The case, Employment Division of Oregon v. Smith (494 U.S. 872 1990), will play a prominent role in this argument. In Smith, the Supreme Court reversed decades of religious liberty cases to revive a doctrine that had been announced in 1878. The Court rejected a First Amendment defense to bigamy prosecution of a Mormon man in the Territory of Utah, saying that “Congress was deprived over all legislative power over mere opinion, but was left free to reach actions which were in violation of social duties or subversive of good order.” (Reynolds v. United States, 98 U.S. 145, 164, 1878) .
In Smith, the Court ruled that a person who smoked peyote as required by Native American religious ceremonies could still suffer penalties for breaking a state law. Mr Smith was fired from his job for engaging in this religious practice, and the State of Oregon denied him unemployment benefits. The Supreme Court's decision upheld Oregon.
In reaction to Smith, Congress enacted the Religious Freedom Restoration Act (42 U.S.C. § 2000bb et seq.) The RFRA incorporates into a statute the general rules concerning religious freedom that the Supreme Court had read into the First Amendment from roughly the 1950s until the Smith case. Under RFRA,
“Government may substantially burden a person’s exercise of religion only if it demonstrates that application of the burden to the person—
“(1) is in furtherance of a compelling governmental interest; and
“(2) is the least restrictive means of furthering that compelling governmental interest.”
The Supreme Court determined in 1997 that Congress exceeded its powers when it attempted to make the RFRA applicable against the enforcement of State laws. (City of Boerne v. Flores, 521 U.S. 507, 1997). However, RFRA applies in full to the federal government itself, for Congress has the authority to determine the legal rules that the Government must follow. )Gonzales v. O Centro Espirita Beneficente Uniao do Vegetal, 546 U.S. 418, 2006).
Litigation is never easy, and the Government will put up an energetic defense of the contraceptive mandate against the religious institutions that challenge it. The RFRA will provide a powerful legal tool in the churches' favor.

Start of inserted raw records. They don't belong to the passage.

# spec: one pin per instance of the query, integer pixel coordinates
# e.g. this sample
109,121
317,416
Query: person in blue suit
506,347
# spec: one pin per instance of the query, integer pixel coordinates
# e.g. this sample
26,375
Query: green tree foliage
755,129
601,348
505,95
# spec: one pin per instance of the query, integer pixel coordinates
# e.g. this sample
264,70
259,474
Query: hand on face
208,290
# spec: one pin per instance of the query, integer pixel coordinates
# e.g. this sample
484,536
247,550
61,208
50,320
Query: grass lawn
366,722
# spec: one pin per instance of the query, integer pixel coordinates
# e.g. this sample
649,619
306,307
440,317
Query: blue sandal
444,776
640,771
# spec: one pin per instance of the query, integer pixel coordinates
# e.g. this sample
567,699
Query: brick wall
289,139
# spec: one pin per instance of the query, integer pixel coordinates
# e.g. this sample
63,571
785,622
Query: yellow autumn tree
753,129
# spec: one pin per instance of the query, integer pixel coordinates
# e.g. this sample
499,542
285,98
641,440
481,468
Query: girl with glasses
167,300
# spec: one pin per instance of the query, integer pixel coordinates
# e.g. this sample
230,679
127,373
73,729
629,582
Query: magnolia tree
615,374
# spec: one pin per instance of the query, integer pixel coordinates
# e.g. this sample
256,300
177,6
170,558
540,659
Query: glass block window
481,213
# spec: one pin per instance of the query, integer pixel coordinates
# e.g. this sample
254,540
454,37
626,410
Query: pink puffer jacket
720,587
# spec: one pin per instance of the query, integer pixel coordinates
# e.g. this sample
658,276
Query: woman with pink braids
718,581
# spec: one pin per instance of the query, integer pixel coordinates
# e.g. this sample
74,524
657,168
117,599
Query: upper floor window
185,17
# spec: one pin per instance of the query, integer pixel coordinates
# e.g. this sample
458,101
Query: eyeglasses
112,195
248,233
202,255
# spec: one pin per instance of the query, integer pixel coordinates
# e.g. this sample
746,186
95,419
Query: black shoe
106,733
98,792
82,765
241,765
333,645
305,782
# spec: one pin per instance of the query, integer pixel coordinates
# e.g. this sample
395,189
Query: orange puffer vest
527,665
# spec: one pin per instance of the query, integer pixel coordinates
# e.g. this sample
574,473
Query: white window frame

It will allow them to prove, for example, that women have access to contraceptive services apart from coverage in a health care plan, so there is no compelling reason for the Government for force unwilling churches to provide contraceptives in violation of their own religious tenets.
Perhaps the Government's own attempt to kick this can down the road until after the elections will be cited as evidence. In its announcement of January 20, 2012, HHS stated that “birth control... is the most commonly taken drug in America by young and middle-aged women.” If contraception is already the most commonly taken drug in America, then it seems hardly necessary to shove a requirement to provide it down the throat of the Catholic Church and other religious organizations.
James S. Cole graduated from Harvard Law School in 1978 and practices law in St. Louis, Missouri.